Un planning serré et de nombreuses urgences. C’est la route sur laquelle travaille le gouvernement pour composer le puzzle des différents dossiers économiques : une articulation pas facile, mais qui commence à prendre forme. Les estimations du déficit programmatique en cours de définition dans l’actualisation de la Nadef dessinent la dot initiale à partir de laquelle part la loi de finances, un chiffre compris entre 10 et 21 milliards.
Par ailleurs, quelle que soit la valeur finale de la manœuvre, il est certain que la plus grosse part, les trois quarts des ressources, sera affectée à ce que le gouvernement considère comme prioritaire : le paquet d’aides pour aider les familles et les entreprises sur le coûteux devant. . Les dossiers déjà ouverts sur la table du gouvernement et du ministère de l’économie sont nombreux. Et l’intention est de travailler avec un calendrier très serré pour assurer le respect total des délais. Le Premier ministre Giorgia Meloni et le propriétaire de la Mef Giancarlo Giorgetti ont fait le point hier avec d’autres ministres pour décider de la marche à suivre.
Cela commence par l’intégration de la Def
Le calendrier établi part de l’intégration de l’Update à la Def, que le gouvernement sortant n’a développé que dans la partie tendancielle : le cadre programmatique, dont les dernières données Istat sur le PIB sont attendues au troisième trimestre prévu lundi, devrait fixer la barre du déficit en 2023 à une valeur comprise entre 3,9% et 4,5% du PIB. Considérant que la prévision tendancielle est de 3,4%, cela ouvrirait une marge de manœuvre pour l’année prochaine entre 9,5 et 20,8 milliards. La Nadef devrait arriver au CDM, accompagnée de la mise à jour du Document de programmation budgétaire (Dpb) et du Rapport sur l’évasion fiscale hérité du gouvernement précédent, début novembre, en tout cas d’ici la semaine prochaine.

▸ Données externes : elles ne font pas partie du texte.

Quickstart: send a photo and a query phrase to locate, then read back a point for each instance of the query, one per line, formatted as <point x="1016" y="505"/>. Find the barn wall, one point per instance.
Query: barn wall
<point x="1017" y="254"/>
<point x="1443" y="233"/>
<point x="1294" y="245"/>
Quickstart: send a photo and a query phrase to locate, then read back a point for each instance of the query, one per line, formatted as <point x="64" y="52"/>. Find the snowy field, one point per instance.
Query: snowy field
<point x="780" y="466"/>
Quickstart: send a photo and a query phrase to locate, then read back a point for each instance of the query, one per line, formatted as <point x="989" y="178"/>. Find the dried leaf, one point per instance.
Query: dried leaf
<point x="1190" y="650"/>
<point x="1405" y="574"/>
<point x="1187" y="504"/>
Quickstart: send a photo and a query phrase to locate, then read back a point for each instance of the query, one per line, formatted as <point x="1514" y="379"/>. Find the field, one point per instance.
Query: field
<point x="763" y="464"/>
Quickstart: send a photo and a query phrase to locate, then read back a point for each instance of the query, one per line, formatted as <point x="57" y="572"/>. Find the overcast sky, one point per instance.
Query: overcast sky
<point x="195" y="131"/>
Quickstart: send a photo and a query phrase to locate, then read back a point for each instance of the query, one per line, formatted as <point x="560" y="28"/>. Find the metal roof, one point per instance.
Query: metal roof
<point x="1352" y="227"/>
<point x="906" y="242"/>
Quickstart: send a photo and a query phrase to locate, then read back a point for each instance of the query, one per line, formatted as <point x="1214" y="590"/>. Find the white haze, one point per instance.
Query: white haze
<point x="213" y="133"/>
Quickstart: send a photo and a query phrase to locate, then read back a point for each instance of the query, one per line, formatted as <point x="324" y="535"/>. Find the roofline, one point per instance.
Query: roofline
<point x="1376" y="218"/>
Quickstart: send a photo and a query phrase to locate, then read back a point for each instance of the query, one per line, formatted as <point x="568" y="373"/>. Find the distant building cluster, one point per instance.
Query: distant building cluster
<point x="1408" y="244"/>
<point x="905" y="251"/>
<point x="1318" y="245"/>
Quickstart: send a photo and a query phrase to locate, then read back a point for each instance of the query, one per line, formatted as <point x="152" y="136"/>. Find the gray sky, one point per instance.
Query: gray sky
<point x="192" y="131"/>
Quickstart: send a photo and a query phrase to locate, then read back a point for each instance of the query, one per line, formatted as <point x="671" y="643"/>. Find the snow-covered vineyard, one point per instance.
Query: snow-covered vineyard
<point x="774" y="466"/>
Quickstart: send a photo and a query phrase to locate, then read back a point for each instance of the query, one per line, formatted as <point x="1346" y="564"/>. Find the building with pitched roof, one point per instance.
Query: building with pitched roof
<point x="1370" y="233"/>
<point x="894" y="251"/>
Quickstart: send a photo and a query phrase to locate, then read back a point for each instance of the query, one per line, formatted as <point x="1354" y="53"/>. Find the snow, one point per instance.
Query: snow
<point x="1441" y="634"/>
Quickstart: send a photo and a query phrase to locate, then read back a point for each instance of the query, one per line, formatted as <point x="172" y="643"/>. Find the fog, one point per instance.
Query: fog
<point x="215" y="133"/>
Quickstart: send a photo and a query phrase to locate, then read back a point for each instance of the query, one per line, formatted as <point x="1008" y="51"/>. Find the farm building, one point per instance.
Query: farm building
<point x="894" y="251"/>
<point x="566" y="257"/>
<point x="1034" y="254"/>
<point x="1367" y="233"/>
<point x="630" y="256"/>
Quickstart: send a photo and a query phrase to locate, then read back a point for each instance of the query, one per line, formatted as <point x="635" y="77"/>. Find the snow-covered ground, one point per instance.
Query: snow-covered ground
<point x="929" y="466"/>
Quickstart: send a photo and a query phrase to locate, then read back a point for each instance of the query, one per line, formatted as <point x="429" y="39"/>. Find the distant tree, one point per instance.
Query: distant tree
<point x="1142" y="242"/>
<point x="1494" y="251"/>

Une fois ce morceau bouclé, ce sera au tour du rapport sur l’ajustement budgétaire, qui requiert l’approbation à la majorité absolue du Parlement, nécessaire pour pouvoir utiliser le “trésor” d’environ 9,4 milliards de léger déficit laissé par le Gouvernement Draghi pour financer le nouveau décret d’aide ‘quater’. Mais nous travaillons aussi pour pouvoir trouver d’autres ressources, en regardant dans les plis du budget, afin de pouvoir enrichir le décret (qui contiendra très certainement la prolongation jusqu’en décembre des crédits d’impôt pour les entreprises énergivores et la remise sur l’essence) avec une mesure jugée plus incisive pour les familles et les entreprises : il pourrait s’agir d’une réplique de la prime de 150 € déjà accordée en novembre, ou de la mise en place d’un bouclier de six mois pour arriérés innocents pour ceux qui ne peuvent payer leurs factures. Les travaux sont toujours en cours, mais ils visent à se clôturer d’ici la mi-novembre : les engagements internationaux du premier ministre dicteront également l’arrivée du nouveau décret au cdm, qui sera à Charm el-Cheikh les 7 et 8 novembre pour Flic27.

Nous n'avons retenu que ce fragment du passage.